Why it matters for your company
Lenders read solvency ratios alongside gearing to judge long-term resilience. Strong solvency widens borrowing options and lowers rates. See solvency and liquidity.
In practice
Picture a UK limited company that trades profitably day to day but has taken on a run of asset finance and a term loan to fund growth. Its bank balance looks healthy and suppliers are paid on time, so on the surface everything seems fine. A solvency ratio looks past that snapshot and asks a longer-range question: if you added up everything the business owns of lasting value against everything it ultimately owes, would the balance be comfortably positive.

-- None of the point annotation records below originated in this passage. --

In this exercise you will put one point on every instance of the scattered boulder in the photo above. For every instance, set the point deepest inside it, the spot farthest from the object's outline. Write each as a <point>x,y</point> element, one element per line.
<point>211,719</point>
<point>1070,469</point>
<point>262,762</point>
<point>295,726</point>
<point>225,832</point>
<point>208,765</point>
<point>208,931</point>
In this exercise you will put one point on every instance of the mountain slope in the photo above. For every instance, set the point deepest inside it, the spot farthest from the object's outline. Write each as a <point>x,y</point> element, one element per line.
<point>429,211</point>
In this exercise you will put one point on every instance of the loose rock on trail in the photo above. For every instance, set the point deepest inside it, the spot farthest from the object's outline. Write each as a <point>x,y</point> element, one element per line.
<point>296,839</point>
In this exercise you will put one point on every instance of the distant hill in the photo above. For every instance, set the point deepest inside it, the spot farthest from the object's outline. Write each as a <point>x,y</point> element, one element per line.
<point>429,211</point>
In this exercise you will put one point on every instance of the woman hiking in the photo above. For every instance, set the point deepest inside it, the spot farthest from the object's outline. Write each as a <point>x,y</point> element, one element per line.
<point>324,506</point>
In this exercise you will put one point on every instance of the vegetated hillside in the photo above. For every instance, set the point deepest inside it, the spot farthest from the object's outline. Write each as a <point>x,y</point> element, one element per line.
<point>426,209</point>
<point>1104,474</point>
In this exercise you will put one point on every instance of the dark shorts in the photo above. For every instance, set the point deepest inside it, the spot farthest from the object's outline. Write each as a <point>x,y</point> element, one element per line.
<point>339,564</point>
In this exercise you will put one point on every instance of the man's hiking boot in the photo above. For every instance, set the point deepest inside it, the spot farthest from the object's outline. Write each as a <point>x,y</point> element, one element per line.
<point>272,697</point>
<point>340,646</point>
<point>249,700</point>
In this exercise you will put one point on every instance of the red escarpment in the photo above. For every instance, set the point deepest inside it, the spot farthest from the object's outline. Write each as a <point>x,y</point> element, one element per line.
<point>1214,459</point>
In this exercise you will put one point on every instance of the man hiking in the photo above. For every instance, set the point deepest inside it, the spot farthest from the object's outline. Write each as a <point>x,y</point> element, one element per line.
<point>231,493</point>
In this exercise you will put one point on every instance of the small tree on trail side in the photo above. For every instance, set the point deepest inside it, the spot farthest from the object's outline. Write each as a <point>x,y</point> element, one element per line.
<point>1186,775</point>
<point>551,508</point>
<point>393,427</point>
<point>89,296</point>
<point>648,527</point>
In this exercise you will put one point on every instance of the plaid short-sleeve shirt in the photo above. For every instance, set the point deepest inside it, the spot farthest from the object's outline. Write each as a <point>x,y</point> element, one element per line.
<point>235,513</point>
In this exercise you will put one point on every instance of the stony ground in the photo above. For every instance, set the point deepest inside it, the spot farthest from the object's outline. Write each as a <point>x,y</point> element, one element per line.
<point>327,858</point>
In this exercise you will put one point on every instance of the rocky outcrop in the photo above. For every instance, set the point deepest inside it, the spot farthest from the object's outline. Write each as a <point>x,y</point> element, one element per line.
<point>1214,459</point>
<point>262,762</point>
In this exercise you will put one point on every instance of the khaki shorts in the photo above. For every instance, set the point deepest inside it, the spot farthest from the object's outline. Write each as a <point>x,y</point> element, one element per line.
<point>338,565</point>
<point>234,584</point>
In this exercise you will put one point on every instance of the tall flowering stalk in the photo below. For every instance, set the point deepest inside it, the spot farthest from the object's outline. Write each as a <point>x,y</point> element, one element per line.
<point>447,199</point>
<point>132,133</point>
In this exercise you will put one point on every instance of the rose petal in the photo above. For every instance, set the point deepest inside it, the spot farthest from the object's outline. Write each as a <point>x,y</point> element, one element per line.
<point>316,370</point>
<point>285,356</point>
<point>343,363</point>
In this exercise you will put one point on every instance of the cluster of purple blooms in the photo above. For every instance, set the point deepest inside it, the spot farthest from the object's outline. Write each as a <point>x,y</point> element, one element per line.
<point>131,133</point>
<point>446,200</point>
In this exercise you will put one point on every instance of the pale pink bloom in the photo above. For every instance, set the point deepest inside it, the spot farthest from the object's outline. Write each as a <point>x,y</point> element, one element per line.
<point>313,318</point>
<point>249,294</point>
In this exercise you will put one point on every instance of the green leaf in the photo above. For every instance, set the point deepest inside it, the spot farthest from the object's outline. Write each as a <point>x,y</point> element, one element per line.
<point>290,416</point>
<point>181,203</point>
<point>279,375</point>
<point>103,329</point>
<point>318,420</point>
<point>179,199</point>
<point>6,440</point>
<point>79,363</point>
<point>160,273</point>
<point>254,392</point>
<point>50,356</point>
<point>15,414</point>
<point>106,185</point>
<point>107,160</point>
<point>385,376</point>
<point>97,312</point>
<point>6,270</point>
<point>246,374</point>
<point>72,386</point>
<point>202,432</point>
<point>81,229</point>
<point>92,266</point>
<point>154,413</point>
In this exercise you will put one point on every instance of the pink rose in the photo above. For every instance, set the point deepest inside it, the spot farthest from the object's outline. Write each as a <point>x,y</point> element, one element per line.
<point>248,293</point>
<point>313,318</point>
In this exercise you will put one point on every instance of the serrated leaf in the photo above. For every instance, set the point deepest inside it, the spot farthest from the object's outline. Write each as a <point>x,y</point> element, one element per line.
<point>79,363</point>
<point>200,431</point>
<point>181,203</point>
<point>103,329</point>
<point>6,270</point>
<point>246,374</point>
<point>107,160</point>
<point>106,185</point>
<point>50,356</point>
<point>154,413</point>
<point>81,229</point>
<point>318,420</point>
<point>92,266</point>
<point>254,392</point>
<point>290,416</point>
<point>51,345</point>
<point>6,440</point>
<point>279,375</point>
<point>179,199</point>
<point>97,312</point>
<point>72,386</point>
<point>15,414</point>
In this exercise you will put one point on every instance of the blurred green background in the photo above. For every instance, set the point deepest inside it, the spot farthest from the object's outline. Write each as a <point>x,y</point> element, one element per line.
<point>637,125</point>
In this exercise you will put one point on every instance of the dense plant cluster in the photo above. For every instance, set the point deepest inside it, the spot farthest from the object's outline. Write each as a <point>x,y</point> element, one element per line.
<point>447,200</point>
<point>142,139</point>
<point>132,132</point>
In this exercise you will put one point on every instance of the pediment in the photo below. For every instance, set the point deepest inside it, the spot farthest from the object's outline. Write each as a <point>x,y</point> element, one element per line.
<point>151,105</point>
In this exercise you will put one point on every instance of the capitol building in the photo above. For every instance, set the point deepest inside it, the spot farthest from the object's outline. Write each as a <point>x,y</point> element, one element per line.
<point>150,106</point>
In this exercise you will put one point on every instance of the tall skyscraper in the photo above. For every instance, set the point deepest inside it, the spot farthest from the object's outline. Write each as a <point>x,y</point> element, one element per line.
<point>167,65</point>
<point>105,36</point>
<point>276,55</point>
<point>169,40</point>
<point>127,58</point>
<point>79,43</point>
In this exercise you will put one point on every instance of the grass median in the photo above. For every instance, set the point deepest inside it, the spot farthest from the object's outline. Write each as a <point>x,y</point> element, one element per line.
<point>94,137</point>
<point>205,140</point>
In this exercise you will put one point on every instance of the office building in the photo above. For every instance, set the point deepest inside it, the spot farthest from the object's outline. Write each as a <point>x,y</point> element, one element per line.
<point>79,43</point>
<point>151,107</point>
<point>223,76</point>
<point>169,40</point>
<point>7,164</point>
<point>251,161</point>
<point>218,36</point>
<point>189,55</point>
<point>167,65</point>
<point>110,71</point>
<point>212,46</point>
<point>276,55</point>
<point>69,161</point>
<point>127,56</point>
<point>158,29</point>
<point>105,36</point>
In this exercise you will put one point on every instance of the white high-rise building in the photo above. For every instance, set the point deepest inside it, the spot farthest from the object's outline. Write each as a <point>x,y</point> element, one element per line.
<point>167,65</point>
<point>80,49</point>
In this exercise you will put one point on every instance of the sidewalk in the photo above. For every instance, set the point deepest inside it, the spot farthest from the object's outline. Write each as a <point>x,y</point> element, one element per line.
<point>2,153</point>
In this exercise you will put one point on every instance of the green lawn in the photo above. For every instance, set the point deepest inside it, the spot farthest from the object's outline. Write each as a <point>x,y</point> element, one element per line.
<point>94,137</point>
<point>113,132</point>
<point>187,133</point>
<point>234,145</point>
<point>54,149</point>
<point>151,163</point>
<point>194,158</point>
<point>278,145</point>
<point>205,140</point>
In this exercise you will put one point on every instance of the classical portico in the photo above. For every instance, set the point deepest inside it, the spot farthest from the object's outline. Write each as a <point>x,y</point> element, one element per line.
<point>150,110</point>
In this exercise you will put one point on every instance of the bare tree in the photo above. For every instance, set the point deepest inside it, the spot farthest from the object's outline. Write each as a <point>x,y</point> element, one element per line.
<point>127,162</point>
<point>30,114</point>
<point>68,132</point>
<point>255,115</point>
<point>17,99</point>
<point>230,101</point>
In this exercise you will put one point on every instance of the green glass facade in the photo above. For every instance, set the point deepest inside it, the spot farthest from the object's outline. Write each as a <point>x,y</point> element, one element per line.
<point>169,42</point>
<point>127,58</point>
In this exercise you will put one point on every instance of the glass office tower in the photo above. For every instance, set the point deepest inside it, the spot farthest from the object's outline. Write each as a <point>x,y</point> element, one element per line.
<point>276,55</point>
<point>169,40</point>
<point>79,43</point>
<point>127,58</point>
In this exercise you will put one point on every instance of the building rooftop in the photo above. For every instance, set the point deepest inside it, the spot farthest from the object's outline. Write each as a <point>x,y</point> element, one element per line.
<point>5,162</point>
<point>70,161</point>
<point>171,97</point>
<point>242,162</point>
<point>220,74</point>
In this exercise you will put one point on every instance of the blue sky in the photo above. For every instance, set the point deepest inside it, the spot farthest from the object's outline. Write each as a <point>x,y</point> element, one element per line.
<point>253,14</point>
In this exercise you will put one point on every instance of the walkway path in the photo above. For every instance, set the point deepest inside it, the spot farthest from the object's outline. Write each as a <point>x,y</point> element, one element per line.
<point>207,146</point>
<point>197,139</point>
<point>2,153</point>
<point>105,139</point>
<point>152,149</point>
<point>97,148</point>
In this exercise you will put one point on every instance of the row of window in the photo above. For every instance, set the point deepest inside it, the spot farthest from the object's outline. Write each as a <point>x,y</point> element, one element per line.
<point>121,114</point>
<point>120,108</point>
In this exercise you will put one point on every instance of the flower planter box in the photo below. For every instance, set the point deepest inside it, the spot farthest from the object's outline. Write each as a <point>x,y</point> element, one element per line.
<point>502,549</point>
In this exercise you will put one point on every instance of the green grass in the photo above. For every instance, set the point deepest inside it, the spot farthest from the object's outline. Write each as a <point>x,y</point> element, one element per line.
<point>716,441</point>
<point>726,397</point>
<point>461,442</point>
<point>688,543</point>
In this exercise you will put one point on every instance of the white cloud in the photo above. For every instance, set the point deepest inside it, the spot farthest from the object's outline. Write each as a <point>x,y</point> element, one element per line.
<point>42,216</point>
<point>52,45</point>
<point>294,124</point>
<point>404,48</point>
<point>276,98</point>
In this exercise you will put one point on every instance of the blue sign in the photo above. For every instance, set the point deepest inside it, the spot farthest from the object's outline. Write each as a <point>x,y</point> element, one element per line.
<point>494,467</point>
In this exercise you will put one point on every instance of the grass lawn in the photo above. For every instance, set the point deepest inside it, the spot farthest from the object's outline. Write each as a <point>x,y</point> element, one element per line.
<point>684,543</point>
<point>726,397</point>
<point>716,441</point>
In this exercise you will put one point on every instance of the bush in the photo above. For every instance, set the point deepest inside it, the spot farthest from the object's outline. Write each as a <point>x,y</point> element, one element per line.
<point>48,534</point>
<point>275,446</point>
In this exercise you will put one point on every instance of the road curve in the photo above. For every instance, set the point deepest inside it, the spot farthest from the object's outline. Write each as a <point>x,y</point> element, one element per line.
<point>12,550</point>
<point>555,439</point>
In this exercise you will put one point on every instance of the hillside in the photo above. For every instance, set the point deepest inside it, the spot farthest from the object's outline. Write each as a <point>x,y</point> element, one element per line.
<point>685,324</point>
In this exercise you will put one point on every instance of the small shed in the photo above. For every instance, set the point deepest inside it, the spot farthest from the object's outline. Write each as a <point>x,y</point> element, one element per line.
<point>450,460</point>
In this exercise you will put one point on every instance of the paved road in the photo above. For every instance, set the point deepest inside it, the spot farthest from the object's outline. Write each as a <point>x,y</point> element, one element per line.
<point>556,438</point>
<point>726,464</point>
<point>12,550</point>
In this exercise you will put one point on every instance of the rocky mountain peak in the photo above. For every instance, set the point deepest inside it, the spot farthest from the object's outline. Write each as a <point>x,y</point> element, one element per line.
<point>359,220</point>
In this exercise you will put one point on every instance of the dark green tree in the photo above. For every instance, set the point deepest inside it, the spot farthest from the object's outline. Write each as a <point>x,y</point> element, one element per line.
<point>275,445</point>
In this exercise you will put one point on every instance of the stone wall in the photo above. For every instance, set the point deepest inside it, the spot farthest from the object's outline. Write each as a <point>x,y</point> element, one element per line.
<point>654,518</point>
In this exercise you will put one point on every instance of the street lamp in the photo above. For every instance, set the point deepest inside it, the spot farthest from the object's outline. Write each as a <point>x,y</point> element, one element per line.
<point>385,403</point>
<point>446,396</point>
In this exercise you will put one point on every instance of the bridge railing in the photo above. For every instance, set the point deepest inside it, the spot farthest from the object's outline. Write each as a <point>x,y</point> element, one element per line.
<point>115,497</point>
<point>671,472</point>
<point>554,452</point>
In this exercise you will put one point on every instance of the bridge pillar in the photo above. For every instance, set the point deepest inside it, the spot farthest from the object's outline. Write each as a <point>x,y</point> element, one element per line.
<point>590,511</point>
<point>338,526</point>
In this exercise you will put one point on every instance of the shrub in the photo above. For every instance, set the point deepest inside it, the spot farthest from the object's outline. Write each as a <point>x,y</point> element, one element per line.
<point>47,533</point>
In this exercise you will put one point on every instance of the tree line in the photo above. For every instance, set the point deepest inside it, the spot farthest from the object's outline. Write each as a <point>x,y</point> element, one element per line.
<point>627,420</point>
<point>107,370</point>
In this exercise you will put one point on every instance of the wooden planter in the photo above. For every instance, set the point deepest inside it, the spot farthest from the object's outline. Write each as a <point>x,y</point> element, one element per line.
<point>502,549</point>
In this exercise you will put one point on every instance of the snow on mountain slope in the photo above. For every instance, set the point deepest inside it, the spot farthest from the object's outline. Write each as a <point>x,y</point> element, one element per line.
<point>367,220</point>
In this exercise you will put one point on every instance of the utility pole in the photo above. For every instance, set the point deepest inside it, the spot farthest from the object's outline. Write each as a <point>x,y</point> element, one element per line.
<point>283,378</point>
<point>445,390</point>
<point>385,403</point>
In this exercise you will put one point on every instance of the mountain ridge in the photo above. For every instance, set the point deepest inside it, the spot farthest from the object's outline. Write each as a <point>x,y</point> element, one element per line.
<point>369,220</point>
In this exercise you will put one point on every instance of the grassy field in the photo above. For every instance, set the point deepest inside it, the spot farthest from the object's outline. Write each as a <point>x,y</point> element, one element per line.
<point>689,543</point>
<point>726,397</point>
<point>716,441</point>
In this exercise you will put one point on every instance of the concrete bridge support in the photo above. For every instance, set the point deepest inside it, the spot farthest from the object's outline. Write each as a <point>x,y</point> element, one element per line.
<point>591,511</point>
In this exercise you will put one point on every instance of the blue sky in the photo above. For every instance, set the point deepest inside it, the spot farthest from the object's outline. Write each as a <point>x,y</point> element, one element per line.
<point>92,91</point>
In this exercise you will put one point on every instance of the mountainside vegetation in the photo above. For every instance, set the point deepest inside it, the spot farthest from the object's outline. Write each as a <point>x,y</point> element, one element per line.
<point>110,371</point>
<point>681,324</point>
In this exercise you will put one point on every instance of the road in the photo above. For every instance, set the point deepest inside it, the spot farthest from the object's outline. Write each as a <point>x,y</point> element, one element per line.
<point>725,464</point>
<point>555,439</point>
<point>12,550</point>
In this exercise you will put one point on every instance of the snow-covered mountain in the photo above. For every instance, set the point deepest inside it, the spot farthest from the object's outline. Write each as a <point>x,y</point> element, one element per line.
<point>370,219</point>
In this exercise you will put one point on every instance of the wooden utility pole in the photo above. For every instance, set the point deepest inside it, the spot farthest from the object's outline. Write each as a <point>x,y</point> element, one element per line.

This is why a director can be caught out. A company can meet every invoice this quarter and still be drifting towards a weak solvency position if liabilities are building faster than the capital base. Conversely, a business going through a temporary cash squeeze — perhaps waiting on a large customer payment — can be entirely solvent underneath, because its long-term asset base still comfortably covers what it owes. The two pictures, solvency and liquidity, need to be read side by side, not as substitutes for one another.
How lenders read it
When a lender reviews a limited company's accounts, the solvency ratio sits alongside gearing as a check on structural resilience rather than month-to-month cash management. A business showing a stable or improving solvency position over successive filings signals that growth is being funded in a sustainable way, rather than by simply layering on more debt. A weakening trend, even where short-term liquidity looks fine, tends to prompt closer questions about how new borrowing would sit alongside existing obligations.
A common pitfall is treating solvency and liquidity as the same test. Directors sometimes assume that because cash flow is under control, the underlying balance sheet must be too — but the two measure different risks over different time horizons, and lenders will typically look at both before forming a view on a company's overall financial standing.